Kumar recognised that raising money in the current economic climate isn’t simple. As investors become increasingly cautious as a result of a significant turnabout in the global market, funding inflows to local startups have decreased by more than 80%.
Everyone is looking for assets with a clear path to profitability, thus the perspective is different, according to Kumar. DeHaat had a distinct edge in that regard because our unit economics are excellent and our burning desire is to expand internationally. He added that DeHaat still has about two-thirds of the money from the prior $115 million funding round and stated that they raised the round to be prepared for all upcoming opportunities.

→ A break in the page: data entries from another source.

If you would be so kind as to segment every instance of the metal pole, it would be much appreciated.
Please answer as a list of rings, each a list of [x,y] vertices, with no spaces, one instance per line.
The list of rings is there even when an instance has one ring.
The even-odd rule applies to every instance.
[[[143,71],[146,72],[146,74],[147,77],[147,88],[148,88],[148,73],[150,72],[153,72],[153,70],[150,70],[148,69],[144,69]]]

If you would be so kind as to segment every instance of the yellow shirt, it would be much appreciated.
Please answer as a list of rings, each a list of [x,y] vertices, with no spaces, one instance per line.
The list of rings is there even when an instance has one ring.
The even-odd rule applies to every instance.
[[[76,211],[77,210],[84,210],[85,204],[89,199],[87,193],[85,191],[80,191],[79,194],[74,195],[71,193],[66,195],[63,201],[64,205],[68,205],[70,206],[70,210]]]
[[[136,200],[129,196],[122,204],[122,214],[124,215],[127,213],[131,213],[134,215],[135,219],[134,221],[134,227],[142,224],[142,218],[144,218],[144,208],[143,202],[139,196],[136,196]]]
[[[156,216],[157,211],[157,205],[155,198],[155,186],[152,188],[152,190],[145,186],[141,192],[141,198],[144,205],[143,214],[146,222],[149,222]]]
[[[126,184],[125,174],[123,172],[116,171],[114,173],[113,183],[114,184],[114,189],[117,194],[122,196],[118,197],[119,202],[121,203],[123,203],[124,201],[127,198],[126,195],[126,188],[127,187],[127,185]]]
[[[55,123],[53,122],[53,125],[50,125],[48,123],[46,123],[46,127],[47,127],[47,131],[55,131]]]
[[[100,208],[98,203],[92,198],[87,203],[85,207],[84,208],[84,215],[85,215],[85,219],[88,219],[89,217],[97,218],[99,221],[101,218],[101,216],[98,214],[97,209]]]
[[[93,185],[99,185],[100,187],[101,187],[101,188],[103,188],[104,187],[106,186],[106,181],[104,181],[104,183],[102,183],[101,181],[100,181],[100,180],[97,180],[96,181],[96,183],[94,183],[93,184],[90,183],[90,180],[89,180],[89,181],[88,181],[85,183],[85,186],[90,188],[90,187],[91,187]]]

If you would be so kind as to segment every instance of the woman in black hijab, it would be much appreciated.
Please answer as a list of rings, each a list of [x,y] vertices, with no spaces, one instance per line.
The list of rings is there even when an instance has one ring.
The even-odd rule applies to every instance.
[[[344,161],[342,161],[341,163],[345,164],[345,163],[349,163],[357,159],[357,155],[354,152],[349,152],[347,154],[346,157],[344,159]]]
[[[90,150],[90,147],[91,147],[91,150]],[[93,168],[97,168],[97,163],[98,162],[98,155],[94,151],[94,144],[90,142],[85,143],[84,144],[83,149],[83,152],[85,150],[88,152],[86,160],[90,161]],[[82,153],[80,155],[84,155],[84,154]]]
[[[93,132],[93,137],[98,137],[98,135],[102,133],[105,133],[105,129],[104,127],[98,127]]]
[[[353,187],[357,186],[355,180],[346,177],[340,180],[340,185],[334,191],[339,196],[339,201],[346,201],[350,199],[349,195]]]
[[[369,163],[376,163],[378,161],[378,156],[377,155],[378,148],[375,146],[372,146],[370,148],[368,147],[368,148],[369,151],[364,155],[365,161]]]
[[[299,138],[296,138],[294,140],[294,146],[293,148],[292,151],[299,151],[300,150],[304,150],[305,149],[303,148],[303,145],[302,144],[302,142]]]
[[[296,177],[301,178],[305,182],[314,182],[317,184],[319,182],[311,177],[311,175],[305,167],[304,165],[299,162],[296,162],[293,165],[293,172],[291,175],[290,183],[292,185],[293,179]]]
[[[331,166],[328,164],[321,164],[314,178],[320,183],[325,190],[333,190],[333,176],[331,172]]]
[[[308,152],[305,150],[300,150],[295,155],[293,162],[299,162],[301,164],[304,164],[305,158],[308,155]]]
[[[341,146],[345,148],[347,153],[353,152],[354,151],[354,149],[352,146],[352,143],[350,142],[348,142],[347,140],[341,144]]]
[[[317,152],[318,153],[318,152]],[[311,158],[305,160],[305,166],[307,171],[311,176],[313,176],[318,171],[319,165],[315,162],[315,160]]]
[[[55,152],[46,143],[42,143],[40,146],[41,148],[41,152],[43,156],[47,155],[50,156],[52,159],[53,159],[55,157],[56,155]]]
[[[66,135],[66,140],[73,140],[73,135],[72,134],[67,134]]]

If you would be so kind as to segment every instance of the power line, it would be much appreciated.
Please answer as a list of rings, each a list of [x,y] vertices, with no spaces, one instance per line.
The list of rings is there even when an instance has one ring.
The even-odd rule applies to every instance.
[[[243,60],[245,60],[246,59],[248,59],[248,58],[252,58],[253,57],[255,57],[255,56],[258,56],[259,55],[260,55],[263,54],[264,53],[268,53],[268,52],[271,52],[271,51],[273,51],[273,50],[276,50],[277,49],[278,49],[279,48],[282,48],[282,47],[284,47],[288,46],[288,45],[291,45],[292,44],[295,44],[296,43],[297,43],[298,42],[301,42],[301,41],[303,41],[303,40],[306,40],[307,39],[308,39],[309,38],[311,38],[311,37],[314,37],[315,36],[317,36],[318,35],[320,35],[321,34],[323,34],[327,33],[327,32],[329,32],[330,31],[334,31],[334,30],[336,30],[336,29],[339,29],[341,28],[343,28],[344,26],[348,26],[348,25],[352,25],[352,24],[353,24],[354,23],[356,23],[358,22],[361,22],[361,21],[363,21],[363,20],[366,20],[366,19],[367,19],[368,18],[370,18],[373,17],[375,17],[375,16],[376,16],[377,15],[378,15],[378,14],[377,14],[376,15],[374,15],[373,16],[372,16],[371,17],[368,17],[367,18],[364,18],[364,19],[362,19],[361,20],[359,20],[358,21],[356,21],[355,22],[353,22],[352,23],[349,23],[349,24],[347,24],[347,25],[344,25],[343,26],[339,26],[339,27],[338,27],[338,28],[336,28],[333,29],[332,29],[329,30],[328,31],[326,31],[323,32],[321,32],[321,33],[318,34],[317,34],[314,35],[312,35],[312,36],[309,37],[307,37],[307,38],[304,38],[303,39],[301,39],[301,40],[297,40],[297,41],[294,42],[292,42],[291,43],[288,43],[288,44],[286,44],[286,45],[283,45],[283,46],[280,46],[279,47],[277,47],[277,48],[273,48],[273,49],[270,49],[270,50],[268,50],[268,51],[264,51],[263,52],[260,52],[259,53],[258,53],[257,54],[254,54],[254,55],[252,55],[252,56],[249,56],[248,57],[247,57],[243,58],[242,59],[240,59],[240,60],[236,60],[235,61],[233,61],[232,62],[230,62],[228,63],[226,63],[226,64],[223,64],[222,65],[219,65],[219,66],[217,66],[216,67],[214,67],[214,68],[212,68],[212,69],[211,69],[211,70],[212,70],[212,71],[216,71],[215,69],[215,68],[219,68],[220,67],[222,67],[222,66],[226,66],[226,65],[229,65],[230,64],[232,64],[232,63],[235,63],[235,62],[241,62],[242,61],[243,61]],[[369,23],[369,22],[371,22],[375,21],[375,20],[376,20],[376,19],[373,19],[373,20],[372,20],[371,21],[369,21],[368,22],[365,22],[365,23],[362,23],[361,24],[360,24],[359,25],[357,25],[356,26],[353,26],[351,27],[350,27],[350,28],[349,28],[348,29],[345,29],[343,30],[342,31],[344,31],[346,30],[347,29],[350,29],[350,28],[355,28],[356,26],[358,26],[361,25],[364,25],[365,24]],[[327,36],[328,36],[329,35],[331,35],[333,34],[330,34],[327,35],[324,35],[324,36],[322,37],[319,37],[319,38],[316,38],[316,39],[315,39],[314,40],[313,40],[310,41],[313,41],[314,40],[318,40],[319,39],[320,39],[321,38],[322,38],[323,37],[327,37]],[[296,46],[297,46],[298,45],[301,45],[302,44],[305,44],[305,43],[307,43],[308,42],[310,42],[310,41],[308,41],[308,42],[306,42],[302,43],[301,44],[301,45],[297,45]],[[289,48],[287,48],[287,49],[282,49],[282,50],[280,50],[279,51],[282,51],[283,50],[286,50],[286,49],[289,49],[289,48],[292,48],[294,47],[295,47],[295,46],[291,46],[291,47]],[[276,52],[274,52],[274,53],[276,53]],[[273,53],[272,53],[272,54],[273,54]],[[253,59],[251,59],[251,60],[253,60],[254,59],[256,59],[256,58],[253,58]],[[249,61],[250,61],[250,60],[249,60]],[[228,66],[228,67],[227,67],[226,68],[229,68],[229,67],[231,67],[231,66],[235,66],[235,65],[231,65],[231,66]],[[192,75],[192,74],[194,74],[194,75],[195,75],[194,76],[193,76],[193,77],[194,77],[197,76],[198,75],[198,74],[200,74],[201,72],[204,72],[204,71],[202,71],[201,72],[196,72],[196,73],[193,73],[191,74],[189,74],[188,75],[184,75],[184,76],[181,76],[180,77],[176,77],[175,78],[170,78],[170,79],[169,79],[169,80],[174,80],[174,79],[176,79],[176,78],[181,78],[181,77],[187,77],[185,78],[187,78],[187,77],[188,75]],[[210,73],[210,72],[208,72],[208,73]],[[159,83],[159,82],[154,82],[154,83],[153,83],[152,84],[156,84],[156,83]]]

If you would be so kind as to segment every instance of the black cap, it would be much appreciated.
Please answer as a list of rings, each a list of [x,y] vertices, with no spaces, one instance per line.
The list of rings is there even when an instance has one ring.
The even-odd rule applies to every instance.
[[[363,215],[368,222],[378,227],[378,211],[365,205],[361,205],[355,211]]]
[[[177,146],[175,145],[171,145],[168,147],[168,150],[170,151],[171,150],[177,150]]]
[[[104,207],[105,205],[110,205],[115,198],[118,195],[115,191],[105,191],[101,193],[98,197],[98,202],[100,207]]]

In the last three quarters, the startup, whose name translates to “village” in Hindi, has acquired about half a dozen businesses. According to him, there is still room for more M&A, and the company is prepared to move forward once it finds the right partners.
Sofina supports organisations that benefit their communities and the environment in an effort to contribute to the aims of sustainable development. According to Yana Kachurina, Principal at Sofina, “We continue to be impressed by DeHaat’s vision and endeavour to empower farmers and local communities, and with this extra funding we want to have an even deeper and larger impact within the existing network as well as new geographies.”